Borgo Rossini stories

Il quartiere si racconta attraverso le voci delle persone

Via Catania 5

di Chiara e Maurizio Dalmasso

Borgo Rossini è la cornice di un’infanzia operosa e serena, negli anni ’50 del secolo che abbiamo salutato l’altro ieri e già chiamiamo “scorso”. I bambini, a quell’epoca, si muovevano nel quartiere con ragionevole tranquillità. Il cortile della casa in cui sono nato, in via Catania 5, era luogo d’incontro e di gioco per tutti i ragazzi che abitavano nel palazzo: appena possibile, correvamo fuori dalle mura domestiche per far due tiri al pallone, sorvegliati dallo sguardo vigile di un inquilino qualsiasi. Ci si fidava, tra tutti, e ci si dava una mano. Le nostre partite di calcio spesso non facevano nemmeno in tempo a iniziare, perché qualche mamma si affacciava al ballatoio e ci richiamava all’ordine: nel clima di ricostruzione del dopoguerra, tutti i membri della famiglia erano tenuti a cooperare. Per questo motivo avevo discreta frequentazione delle botteghe del quartiere e ne ho vivida memoria.

Il profumo di pane era una costante dei miei risvegli: proveniva dal forno, situato al piano terreno, proprio sotto il balcone di casa mia. In panetteria si vendevano (rigorosamente sfusi) anche i celebri grissini torinesi, il riso e la pasta, che il negoziante traeva fuori dai capienti contenitori a cassetto con una paletta, o direttamente con le mani. Piccolo paradiso dei golosi, il forno del cortile esponeva un vasto assortimento di caramelle, il cosiddetto “pastigliaggio”, che non mancava mai nelle case dei nonni. Gli acquisti, sempre parchi, sufficienti a soddisfare il fabbisogno giornaliero, venivano impacchettati in carta porosa, eccetto il pane, per cui avevamo i nostri sacchetti di tela bianca, «da lavare sovente per non fare brutta figura», diceva mia mamma. Non si liberava mai della sua veste di rigore e parsimonia. Capitava raramente, infatti, che ci consentisse di spingerci fin da Maina, nella sua sede primigenia all’angolo con via Pisa, per comperare qualche pasta dolce; più spesso ci accontentavamo dei biscotti rotti durante la lavorazione, venduti a costi bassi ma comunque piacevoli, inzuppati nel latte del mattino. Quel latte che la bottega di via Catania versava con mestoli graduati, un quarto di litro o mezzo litro, nei contenitori metallici di ogni famiglia: solo dopo il 1952, o forse ’53, comparve il latte in bottiglie di vetro, già pastorizzato, bevibile anche crudo. E le bottiglie non si gettavano nei rifiuti urbani! Una volta lavate e lasciate asciugare, venivano restituite e così riutilizzate.

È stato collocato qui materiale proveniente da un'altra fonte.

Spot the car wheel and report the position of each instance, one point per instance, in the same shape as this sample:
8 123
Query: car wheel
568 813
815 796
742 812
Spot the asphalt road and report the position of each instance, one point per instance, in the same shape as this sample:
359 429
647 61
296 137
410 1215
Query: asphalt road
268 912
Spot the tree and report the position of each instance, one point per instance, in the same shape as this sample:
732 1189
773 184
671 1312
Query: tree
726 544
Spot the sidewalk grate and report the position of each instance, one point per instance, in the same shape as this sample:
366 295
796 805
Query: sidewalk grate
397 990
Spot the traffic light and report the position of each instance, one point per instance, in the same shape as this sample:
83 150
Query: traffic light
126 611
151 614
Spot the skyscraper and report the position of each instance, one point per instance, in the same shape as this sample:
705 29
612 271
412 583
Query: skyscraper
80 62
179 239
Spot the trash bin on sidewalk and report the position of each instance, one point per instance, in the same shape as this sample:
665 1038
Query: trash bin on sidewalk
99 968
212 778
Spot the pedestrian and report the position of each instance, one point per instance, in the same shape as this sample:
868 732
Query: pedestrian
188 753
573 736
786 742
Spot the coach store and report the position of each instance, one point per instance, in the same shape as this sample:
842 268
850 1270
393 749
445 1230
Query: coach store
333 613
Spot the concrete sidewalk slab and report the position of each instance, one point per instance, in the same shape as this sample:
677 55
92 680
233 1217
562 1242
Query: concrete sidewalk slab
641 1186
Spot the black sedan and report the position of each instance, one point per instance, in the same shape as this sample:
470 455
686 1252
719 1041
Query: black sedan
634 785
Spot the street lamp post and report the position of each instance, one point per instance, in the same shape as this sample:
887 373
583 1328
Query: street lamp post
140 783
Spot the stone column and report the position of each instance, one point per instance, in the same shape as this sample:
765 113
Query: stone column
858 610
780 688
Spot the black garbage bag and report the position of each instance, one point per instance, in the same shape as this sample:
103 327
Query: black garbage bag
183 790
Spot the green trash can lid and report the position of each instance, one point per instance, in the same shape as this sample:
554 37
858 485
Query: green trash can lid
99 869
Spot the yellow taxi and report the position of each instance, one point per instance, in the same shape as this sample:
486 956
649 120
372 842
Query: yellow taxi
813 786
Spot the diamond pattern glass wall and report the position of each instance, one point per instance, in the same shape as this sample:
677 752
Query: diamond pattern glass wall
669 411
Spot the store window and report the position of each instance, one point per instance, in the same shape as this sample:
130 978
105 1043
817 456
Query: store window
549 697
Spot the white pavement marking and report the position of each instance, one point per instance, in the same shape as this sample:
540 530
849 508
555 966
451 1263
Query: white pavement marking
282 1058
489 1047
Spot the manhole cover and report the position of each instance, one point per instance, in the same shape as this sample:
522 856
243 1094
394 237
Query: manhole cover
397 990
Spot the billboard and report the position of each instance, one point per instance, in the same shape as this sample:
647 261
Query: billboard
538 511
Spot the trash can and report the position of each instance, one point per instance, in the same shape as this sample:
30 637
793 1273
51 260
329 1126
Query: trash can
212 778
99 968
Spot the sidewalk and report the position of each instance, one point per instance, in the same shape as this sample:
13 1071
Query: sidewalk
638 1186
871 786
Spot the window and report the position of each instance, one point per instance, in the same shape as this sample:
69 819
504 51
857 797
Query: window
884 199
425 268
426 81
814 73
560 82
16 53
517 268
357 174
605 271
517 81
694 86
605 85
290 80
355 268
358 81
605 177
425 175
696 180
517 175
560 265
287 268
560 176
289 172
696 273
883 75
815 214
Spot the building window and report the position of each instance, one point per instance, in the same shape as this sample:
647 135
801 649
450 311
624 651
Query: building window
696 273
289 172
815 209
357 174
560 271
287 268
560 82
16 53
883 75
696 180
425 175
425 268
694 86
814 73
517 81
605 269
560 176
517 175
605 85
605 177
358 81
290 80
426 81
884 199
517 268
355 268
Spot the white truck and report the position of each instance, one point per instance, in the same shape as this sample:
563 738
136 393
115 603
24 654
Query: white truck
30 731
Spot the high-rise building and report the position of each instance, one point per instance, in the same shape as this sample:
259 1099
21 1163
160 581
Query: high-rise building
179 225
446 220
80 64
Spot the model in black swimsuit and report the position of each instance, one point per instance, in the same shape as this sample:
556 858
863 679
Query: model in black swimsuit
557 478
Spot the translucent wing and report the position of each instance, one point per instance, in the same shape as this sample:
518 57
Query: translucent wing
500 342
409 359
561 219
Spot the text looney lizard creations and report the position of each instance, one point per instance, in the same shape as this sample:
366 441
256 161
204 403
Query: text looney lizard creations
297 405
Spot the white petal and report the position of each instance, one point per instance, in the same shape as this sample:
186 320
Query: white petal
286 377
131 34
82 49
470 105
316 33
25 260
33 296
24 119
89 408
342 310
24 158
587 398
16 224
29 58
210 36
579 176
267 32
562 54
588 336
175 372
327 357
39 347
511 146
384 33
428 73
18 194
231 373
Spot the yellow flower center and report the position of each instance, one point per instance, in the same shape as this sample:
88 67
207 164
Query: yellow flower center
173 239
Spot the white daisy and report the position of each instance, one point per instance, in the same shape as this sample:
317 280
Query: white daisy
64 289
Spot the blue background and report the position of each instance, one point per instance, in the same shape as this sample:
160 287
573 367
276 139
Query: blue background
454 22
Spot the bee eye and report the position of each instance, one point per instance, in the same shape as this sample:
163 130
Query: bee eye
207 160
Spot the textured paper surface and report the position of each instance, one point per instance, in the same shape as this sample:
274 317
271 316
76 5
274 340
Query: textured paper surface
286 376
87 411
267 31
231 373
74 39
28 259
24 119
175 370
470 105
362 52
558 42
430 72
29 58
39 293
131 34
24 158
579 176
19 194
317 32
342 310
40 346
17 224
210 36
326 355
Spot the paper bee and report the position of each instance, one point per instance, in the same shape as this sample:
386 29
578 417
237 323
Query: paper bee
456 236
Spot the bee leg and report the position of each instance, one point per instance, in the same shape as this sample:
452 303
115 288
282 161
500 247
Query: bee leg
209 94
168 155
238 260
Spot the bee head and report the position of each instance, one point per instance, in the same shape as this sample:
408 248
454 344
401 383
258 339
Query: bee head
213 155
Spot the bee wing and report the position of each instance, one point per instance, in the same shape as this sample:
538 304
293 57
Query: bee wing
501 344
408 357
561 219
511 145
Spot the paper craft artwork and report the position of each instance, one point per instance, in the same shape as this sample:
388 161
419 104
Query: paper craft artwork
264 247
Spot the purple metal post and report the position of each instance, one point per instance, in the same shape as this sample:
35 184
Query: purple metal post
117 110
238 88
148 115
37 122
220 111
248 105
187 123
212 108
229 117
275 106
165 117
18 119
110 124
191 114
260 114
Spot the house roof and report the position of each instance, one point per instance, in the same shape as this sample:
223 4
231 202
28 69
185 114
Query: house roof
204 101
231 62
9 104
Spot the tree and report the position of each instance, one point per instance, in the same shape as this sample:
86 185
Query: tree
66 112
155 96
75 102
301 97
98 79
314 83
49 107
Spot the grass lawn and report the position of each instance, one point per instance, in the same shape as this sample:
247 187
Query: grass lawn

In via Reggio, poco oltre la piazzetta dell’orologio, c’era il “pizzicagnolo” o “salsamenteria” che dir si voglia (in entrambi casi si tratta di termini obsoleti), che esponeva scatole enormi di tonno in filetti spessi, tutt’altro dalle briciole triturate che teniamo oggi in dispensa. E poi acciughe sotto sale, salumi di ogni tipo, vasi di vetro colmi di mostarda di Cremona, una tradizione della domenica a casa nostra: accompagnava il bollito, mamma dixit. Tutto si acquistava in piccole quantità e i barattoli venivano avvolti in carta oleata nella parte interna, che noi bambini stringevamo tra le mani con fierezza, percorrendo di corsa il tragitto di ritorno, soddisfatti di aver portato a termine il nostro compito quotidiano. Non potrò mai dimenticare i pacchetti di zucchero, realizzati di volta in volta ripiegando quella carta blu che doveva essere accuratamente conservata: era un ottimo impacco per guarire gli ematomi dei bambini. Sono diventato medico, ma ancora oggi non ho una spiegazione scientifica del fenomeno.

Il massimo senso di responsabilità lo provavo quando mamma mi spediva al mercato: niente più di qualche bancarella, montata direttamente in strada, proprio di fronte a casa mia, e caricata ogni mattina di prodotti stagionali e a km 0. Frutta e verdura fresche (certo, nulla di esotico), coltivate nei terreni vicini alla città dagli stessi contadini che le vendevano. Quando il mercato scompariva, nelle prime ore del pomeriggio, la strada diventava il campo da calcio dove giocare quasi indisturbati, dribblando i rimbrotti di qualche vigile urbano di passaggio. Tra un tiro e l’altro, nei giorni più torridi dell’estate, poteva scapparci una tappa clandestina in latteria: gli spicci per una pallina di gelato si trovavano sempre.